Sementara itu, Kementerian Aparatur Negara dan Reformasi Birokrasi (Kemenpan-RB) melarang seluruh pegawainya menggunakan cadar selama jam kerja. Para aparatur sipil negara (ASN) wajib menggunakan seragam sesuai dengan peraturan yang ada.
Menpan-RB Tjahjo Kumolo, juga mengatakan, meski melarang penggunaan cadar pada ASN di kementriannya, namun ia juga tidak melarang pegawainya menggunakan cadar di luar jam kerja. Hal tersebut merupakan hak masing-masing individu dalam menentukan gaya berpakaian.
Wacana ini tentu saja membutuhkan kajian, namun ternyata pelarangan cadar di lingkungan ASN Juga bukanlah tanpa alasan.
Guru Besar Tafsir IAIN Surakarta, Prof Nashrudin, menyatakan sependapat atas pelarangan terebut. Ia mengatakan yang berbahaya itu adalah ketika seseorang mengenakan cadar namun ternyata ia adalah seorang laki-laki yang ingin melakukan kejahatan. Tentu akan sangat berbahaya jika cadar digunakan untuk menutupi wajah sehingga sangat rentan disalahgunakan.
Dirinya juga mencontohkan, di lembaga pendidikan misalnya seperti kampus. Mahasiswa semestinya tidak mengenakan cadar, terlebih saat ujian. Hal tersebut tentu akan menyulitkan pengawas ketika sedang mencocokkan foto yang ada di kartu ujian dengan wajah yang bersembunyi dibalik cadar.

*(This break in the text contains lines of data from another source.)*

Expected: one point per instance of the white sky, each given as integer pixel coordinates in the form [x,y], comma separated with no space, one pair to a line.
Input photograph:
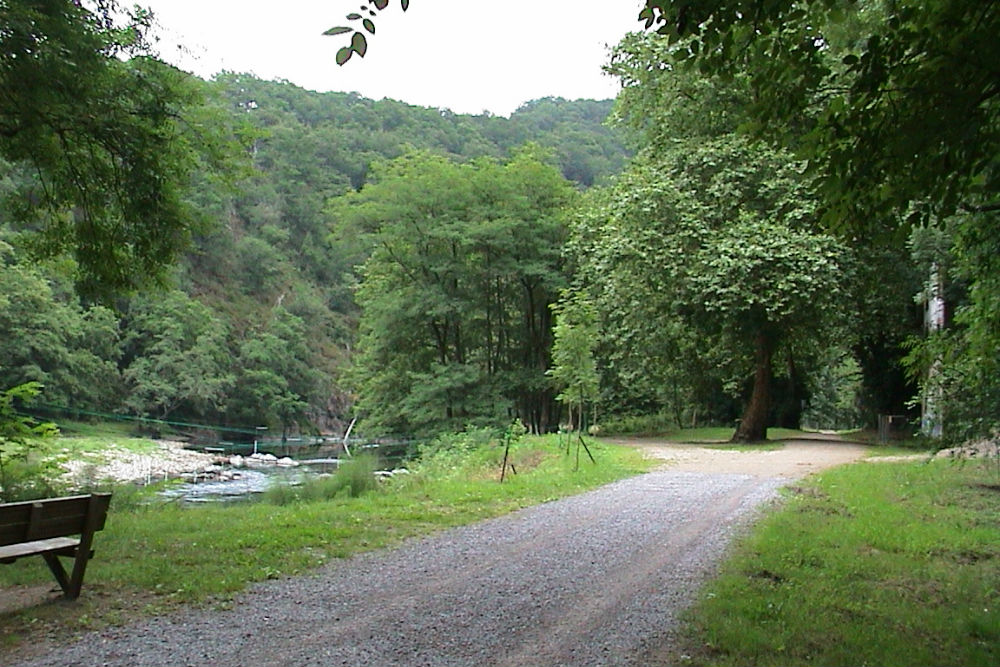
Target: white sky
[464,55]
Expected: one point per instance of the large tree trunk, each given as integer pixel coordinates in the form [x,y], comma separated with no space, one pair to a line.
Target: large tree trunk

Ia juga menjelaskan bahwa aturan dalam Islam hanya mengatakan bahwa tubuh wanita yang boleh terbuka hanya wajah dan telapak tangan. Sehingga penggunaan cadar bukanlah suatu kewajiban.
Wacana tersebut tentu saja tidak perlu di destruksikan, apalagi seseorang yang hendak menjadi PNS sudah semestinya siap atas segala regulasi yang berlaku.